Don't make your agent learn the tool from scratch. Install the official agent-device skills to give it the canonical workflows, targeting rules, debugging patterns, and replay guidance it needs to automate mobile apps effectively.

# Give your agent the official toolset
$ npx skills add callstackincubator/agent-device
# Add the structured exploratory QA skill
$ npx skills add callstackincubator/agent-device --skill dogfood

Not just a CLI. A fully typed integration layer.

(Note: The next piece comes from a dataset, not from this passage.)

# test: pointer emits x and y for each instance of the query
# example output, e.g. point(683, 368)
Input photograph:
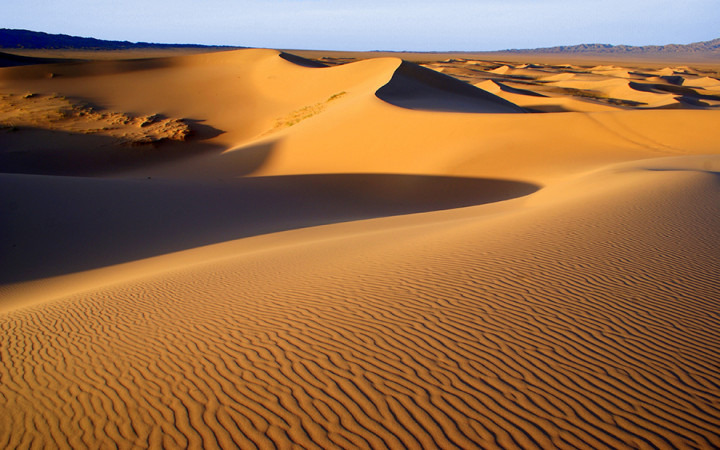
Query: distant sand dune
point(365, 255)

Use the typed TypeScript client to integrate directly into your codebase. Manage sessions, provision devices, and capture snapshots programmatically.

client.ts
1import { createAgentDeviceClient } from 'agent-device';
2
3const client = createAgentDeviceClient({
4 session: 'qa-ios',
5 lockPolicy: 'reject',
6});
7
8// Boot the right target
9const ensured = await client.simulators.ensure({
10 device: 'iPhone 16',
11 boot: true,
12});
13
14// Navigate and capture
15await client.apps.open({ app: 'com.apple.Preferences', platform: 'ios' });
16const snapshot = await client.capture.snapshot({ interactiveOnly: true });
17
18await client.sessions.close();

Built for debugging, not just the happy path.

When things break, agents and humans both need evidence. Capture parsed logs, network dumps, and screen recordings without leaving the terminal.

Log & Network Parsing

$ agent-device logs mark "before submit"
$ agent-device network dump 25

Visual Proof

$ agent-device screenshot error.png
$ agent-device record start fail-state.mp4

Environment & Push Triggers

$ agent-device settings airplane on
$ agent-device push com.example.app '{"aps":{"alert":"Welcome"}}'

What agents build with it

Exploratory QA

Navigate apps, identify problems, collect visual evidence.

Bug Reproduction

Deep link to a state, capture logs, and preserve exact steps.

Regression Loops

Turn successful exploration into replayable .ad scripts.

Clean-State Testing

Reinstall builds, manage permissions, test onboarding.